The name shrinks the thing.
“I’m just stressed”
Untreatable as stated. Stress isn’t a target. Could mean anything from a deadline to a marriage failing to undiagnosed thyroid problems. Step one is asking what specifically.
“I’m avoiding my brother’s calls”
Now you have a thing. You can ask why, what happens when he calls, what you’re afraid will come up. The work has somewhere to go.
Affect labeling
Putting a precise word on a feeling reduces amygdala activity on fMRI. Studied since the early 2000s. The brakes only work when there’s a target to brake on.
How to do it on yourself
Sit down somewhere quiet, write down the phrases you keep telling yourself about a thing you’re stuck on. The exact phrases. “I’m just not ready.” “It’s been a busy year.” “I don’t have time.” Then ask, for each phrase, what would be more accurate. Not crueler. More accurate.
“I’m just not ready” might be “I’m afraid I’ll find out I’m not as good at this as I hope I am.” “It’s been a busy year” might be “I’ve been using busyness to avoid grieving my dad.” “I don’t have time” might be “this isn’t a priority for me and I haven’t admitted that to the people who think it is.”
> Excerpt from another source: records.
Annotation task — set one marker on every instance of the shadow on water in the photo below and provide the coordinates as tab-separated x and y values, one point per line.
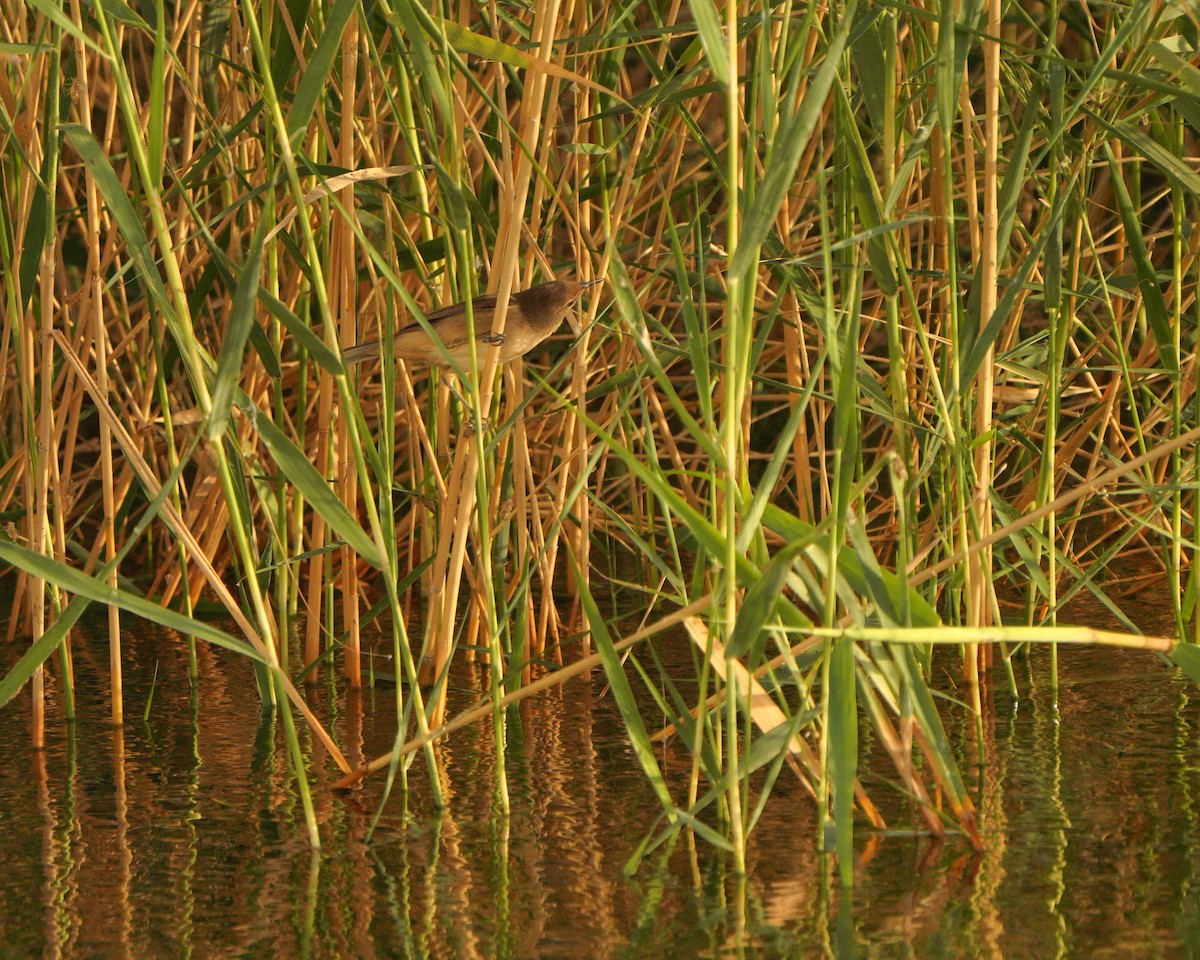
183	835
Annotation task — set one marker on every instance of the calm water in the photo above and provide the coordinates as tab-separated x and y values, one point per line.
183	835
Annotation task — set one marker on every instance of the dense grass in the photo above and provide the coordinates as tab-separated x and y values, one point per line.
899	307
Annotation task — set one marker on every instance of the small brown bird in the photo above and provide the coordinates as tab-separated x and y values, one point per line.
533	316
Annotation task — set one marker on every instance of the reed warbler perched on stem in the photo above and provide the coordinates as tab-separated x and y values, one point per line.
533	316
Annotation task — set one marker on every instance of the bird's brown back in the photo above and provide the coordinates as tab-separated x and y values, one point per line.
533	316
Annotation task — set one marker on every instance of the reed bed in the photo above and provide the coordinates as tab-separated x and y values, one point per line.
898	321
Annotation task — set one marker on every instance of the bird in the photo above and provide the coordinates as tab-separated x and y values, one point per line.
533	316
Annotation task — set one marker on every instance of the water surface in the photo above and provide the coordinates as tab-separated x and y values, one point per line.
183	835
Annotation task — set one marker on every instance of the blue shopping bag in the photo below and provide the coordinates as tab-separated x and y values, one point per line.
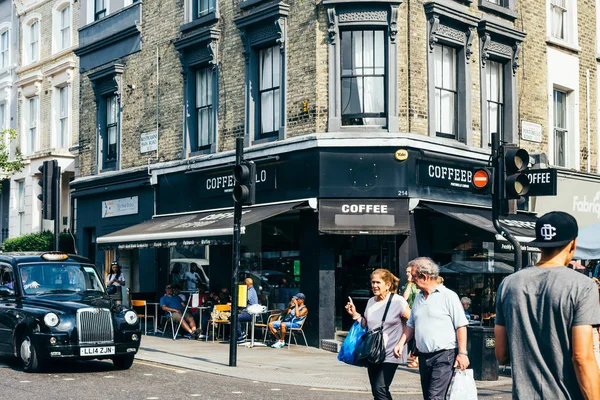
348	349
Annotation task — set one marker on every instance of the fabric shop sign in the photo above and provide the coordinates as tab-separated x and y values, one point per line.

Some of those will sting, which is the signal you got it right. The accurate name almost always stings a little, because the comfortable version was doing protective work, and removing the protection means feeling whatever was underneath. That’s the part nobody warns you about. Naming feels worse before it feels better, and most people quit at the worse part, which is the same way most people quit at week two of an SSRI (the standard antidepressant class, Zoloft and Lexapro and that family) before the drug has actually done anything.
If you can’t get to the real name on your own, that’s what a good therapist or psychiatrist does. Half my job, honestly, is sitting across from somebody and asking the same question four different ways until the actual word comes out. Then we work with the actual word. Wait, can I bill for that? Yes, because asking the question well is harder than people think it is.

What this looks like in the room with me
If you come in to see me, expect this. I’m going to ask you to be honest about what’s actually happening, in language that fits the thing. I’ll push back when the language gets slippery. Not because I’m trying to be hard on you… because the slippery language is the problem, and as long as we both pretend it isn’t, we’re going to spend ninety dollars of your money per session producing nothing.
On the autonomy piece, because somebody always asks: my job is the honest version of what’s going on plus the menu of what tends to work, your job is the choice. I’m a provider, not a parent. If we land on a name and you decide you’d rather keep the comfortable version, that’s a real decision you get to make. I’ll just have it on the record that we both know what’s actually happening. I hardly ever say no to anything. What I won’t do is pretend the slippery version is the true version, because then I’m not doing my job.
The patients who get better are mostly the ones willing to call things what they are. The patients who stay stuck are the ones who keep softening everything. That’s not a fancier observation than it sounds like, it’s just what shows up when you sit across from enough people. The naming isn’t the whole treatment. It’s the part that has to happen first, or the rest of the treatment is just expensive company.
Sources
- Lieberman MD, Eisenberger NI, Crockett MJ, et al. Putting feelings into words: affect labeling disrupts amygdala activity in response to affective stimuli. Psychol Sci. 2007;18(5):421-428. PMID 17576282.
- Hofmann SG, Asnaani A, Vonk IJ, Sawyer AT, Fang A. The efficacy of cognitive behavioral therapy: a review of meta-analyses. Cognit Ther Res. 2012;36(5):427-440. PMID 23459093.
- Wampold BE. How important are the common factors in psychotherapy? An update. World Psychiatry. 2015;14(3):270-277. PMID 26407772.